12 thoughts on “I’m a millennial/Gen Y and proud of it!”

  1. I totally agree, Robbie! I was born in 1979, so I don’t fit snuggly into any generational category. Stories like this make me proud of that! 🙂

    I’ll never understand why such gross generalizations are allowed to be aired. It’s almost as if the producers are like, “OK, here’s what I believe a Millenial is like…go find 4 people who fit this description and video tape them!”

  2. Hey guys,

    Understand – Boomers are scared. Real scared. And they should be. Because each and every one of you could knock down their castles in a day and rebuild it better, stronger and smarter.

    I’m barely a boomer (1962) and that generation has been allowed to call the shots because of the sheer volume. Guess what? Echo of the Boom baby (Gen Y) the second largest genreation in history has arrived….the world is a changing!

    The average age of a 60 Minutes reporter is close to 75 now, so what do you expect? I wonder when they’ll grow the you-know-whats to maybe put a Gen Xer on staff??

  3. @Matt – Yeah, they were gross generaltions. I was shocked they actually aired it!

    @Denise – You are right, I think that they are afraid. We can build a better castle better and faster and they don’t like it. While they have a ton of knowledge that we need, very few actually share their insights because they are to scared.
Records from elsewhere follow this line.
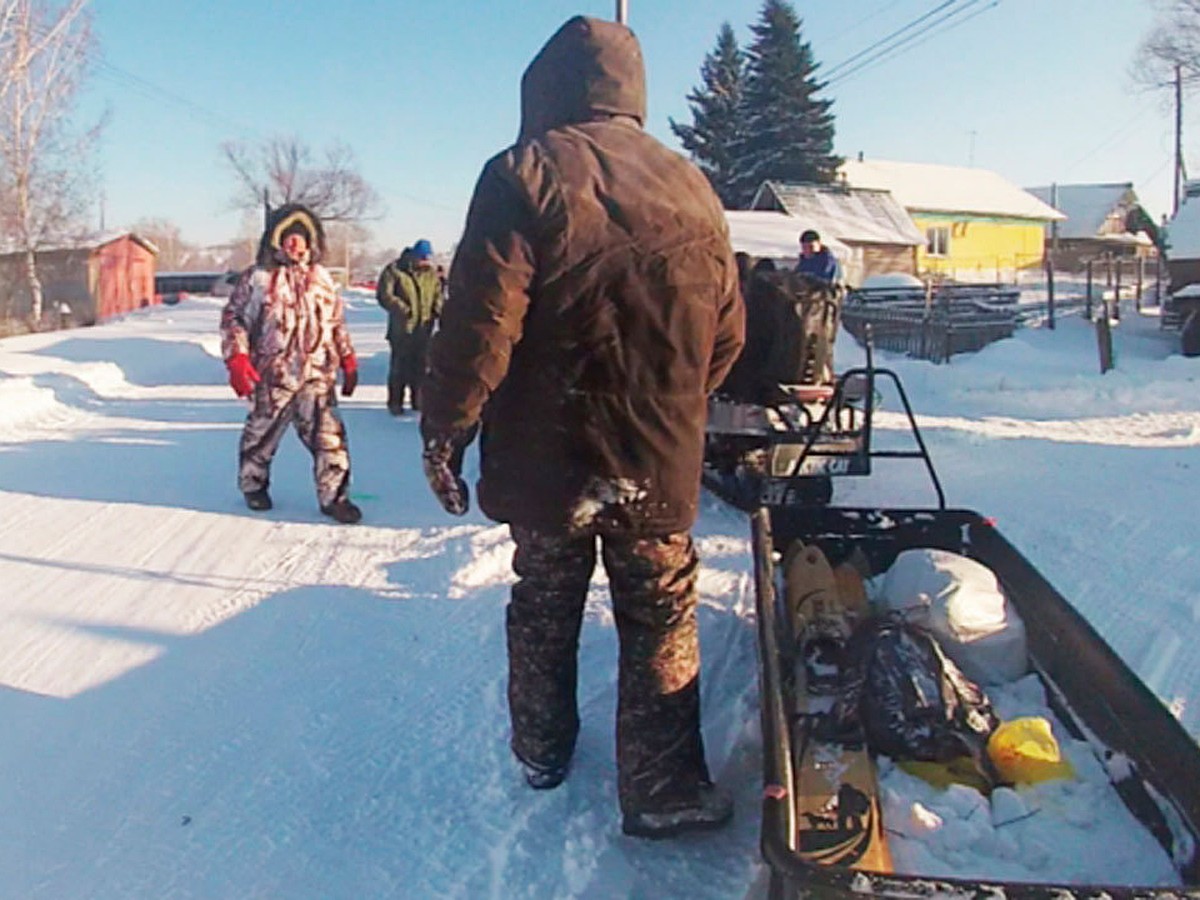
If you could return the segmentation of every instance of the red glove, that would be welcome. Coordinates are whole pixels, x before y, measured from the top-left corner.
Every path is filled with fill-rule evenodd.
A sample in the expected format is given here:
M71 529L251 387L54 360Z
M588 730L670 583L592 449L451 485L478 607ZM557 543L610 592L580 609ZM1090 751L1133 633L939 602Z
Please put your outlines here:
M239 397L249 397L254 393L254 386L262 381L245 353L235 353L225 361L225 366L229 369L229 386Z
M349 397L358 387L358 360L354 354L342 358L342 396Z

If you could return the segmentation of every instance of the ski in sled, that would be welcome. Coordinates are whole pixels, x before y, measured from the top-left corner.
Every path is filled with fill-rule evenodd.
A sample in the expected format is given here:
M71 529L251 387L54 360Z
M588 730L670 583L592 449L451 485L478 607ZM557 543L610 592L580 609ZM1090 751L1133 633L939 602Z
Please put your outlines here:
M871 446L876 383L894 384L915 450ZM897 376L867 366L826 390L796 391L796 409L731 409L715 401L705 485L750 513L763 733L761 849L772 898L861 897L1200 897L1200 747L1157 696L1075 608L980 514L947 508L937 474ZM727 440L738 438L737 441ZM873 459L922 462L936 505L916 509L828 505L823 479L869 475ZM816 486L814 486L816 485ZM885 572L903 551L945 550L995 573L1023 619L1030 670L1075 740L1105 765L1125 807L1163 848L1181 885L1006 882L932 878L893 871L870 753L815 728L831 699L810 689L803 658L803 598L828 573L796 573L798 547L817 548L838 569ZM802 568L802 567L801 567ZM815 586L815 587L814 587ZM836 614L836 610L835 610Z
Most us are results-oriented, not how long were you in the office today. If you can get something done in 5 hours that normally takes 8 or 9, more power to you.

  4. As a media company, you don’t get viewers and ratings and coverage across the Internet by telling it like it is — you do it by stirring up controversy.

    A reporter can interview 100 people for a story. 99 can express support for an idea, and 1 can same something contradictory. Then the reporter writes the headline, “Issue appeals to some, angers others.” The spin makes it look 50/50.

    It’s not a bias for or against an issue, as liberals and conservatives love to argue. The simple fact is that controversial points-of-view draw attention, regardless of how few people hold those points-of-view.

  5. @Jeff – And that’s exactly what 60 Minutes “Senior” generation anchors and staff did. Took the (hopefully) minority opinion and portrayed it as the truth to their viewers. Now any uninformed person who watches 60 Minutes will believe that!

  6. It’s interesting how many people have been knocking millenials for our negative traits, whether true or not. It’s also amazing how many of these same people are trying to market to us and want to learn how to get into our pockets!

    Negative traits or not, I think everyone agrees that we have significant buying power and we are a market to pay attention to.

  7. Ahhhh, the generational gap.

    No matter what year it is, you can always hear the faint echoes of “When I was a kid…”

    The great thing about this generation (whatever you want to call it) is that they want to be self sufficient. They ll want to own their own business or control their destiny. Gone are the days of the gray flannel suit and the 30-year gold watches.

    Now, some of these kids want to be taken care of instead of forging their own path – but havent there always been these people. I work with the homeless and there are quite a few that choose that lifestyle. They make just enough on Social Security and welfare benefits to pay for the lifestyle that they can tolerate. And, according to them, they are happy.

    So before jumping all over the “Kids of Today” for being lazy and self-entitled, realize two things.

    Blanket statements cover us all like a “Dutch Oven” – they are cruel and smothering


    Over the past 200 years, people haven’t changed that drastically – stupidity is timeless 🙂

  8. Tony,

    Stupidity is timeless. And of course every generation “in charge” has to diss the one that will replace them. But they used to have to do it in the pubs, not publicly (cuz they didn’t have TV).

    Can’t you just imagine what folks said in 1907 as that young kid, Henry Ford was driving that loud stinky car around! Selfish bastards aren’t satisfied with walking or being pulled in a buggy by a horse! Those cars’ll NEVER catch on.

  9. It’s interesting that Millennials are often thought of as this elusive magic unicorn-thing when most of the generation is documenting who they are, what they love, what they’re doing, and on and on. We might be the most observable generation so far.

    Dear 60 Minutes: You have an arsenal of specific life-details (sometimes way too specific and way too detailed) to roll with. At this point, gross generalizations just mean you’re lazy.